I graduated from college in the mid-1960s with a BA degree in economics. Several years later I earned a MBA degree, for which I studied more economics. This educational background has nothing to do with my qualifications to create The Free Market Center. I mention it only as a matter of full disclosure, for that education had very little to do with my current thinking about economics. It did, however, stimulate my curiosity about how economies really work.
During most of my business career I continued to study economics because it related to the things I was doing. I spent about 14 years in the banking business as both a bank officer and as a bank director. Over the years I kept very close the investment world. I served for several years as a director of an investment advisory firm and I also managed a sizable personal investment portfolio. I also owned several small businesses.
Throughout the period from collage and most of my business career I could not make sense of the economic theory I encountered in textbooks and the press. I could see that things did not work the way they described.
In the early 1970’s someone introduced me to The Anti-Capitalistic Mentality by Ludwig von Mises. I have been a student of The Austrian School of Economics ever since. I had finally found a set of principles and theories that stood the test of logic—as a matter of fact only the Austrians advocated the use of logic in their methodology.

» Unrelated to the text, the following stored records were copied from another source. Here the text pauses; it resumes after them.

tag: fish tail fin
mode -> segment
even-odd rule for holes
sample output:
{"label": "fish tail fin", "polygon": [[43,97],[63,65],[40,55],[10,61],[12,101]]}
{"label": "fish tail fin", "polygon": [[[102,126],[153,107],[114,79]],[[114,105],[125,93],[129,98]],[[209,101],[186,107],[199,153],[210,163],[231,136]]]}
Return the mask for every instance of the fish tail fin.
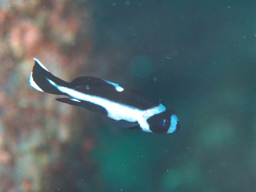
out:
{"label": "fish tail fin", "polygon": [[33,58],[35,62],[29,76],[30,86],[40,91],[66,95],[57,88],[58,86],[66,87],[69,83],[53,75],[37,58]]}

My fascination with Austrian economic comes, in part, from my study of systems and systems thinking. I also found that only the Austrians understood—even implicitly—the systemic nature of economies.
I must add the influence that General Semantics has had on my thinking over the last few years. General Semantics advocates processes that help better evaluate and understand the world.
When I put that background together with my belief in the need for more clear thinking in the world, I felt obliged to set up The Free Market Center.
One free man says frankly what he thinks and feels in the midst of thousands who by their actions and words maintain just the opposite. It might be supposed that the man who has frankly expressed his thought would remain isolated, yet in most cases it happens that all, or the majority, of the others have long thought and felt the same as he, only they have not expressed it. And what yesterday was the novel opinion of one man becomes today the general opinion of the majority. And as soon as this opinion is established, at once by imperceptible degrees but irresistibly, the conduct of mankind begins to alter.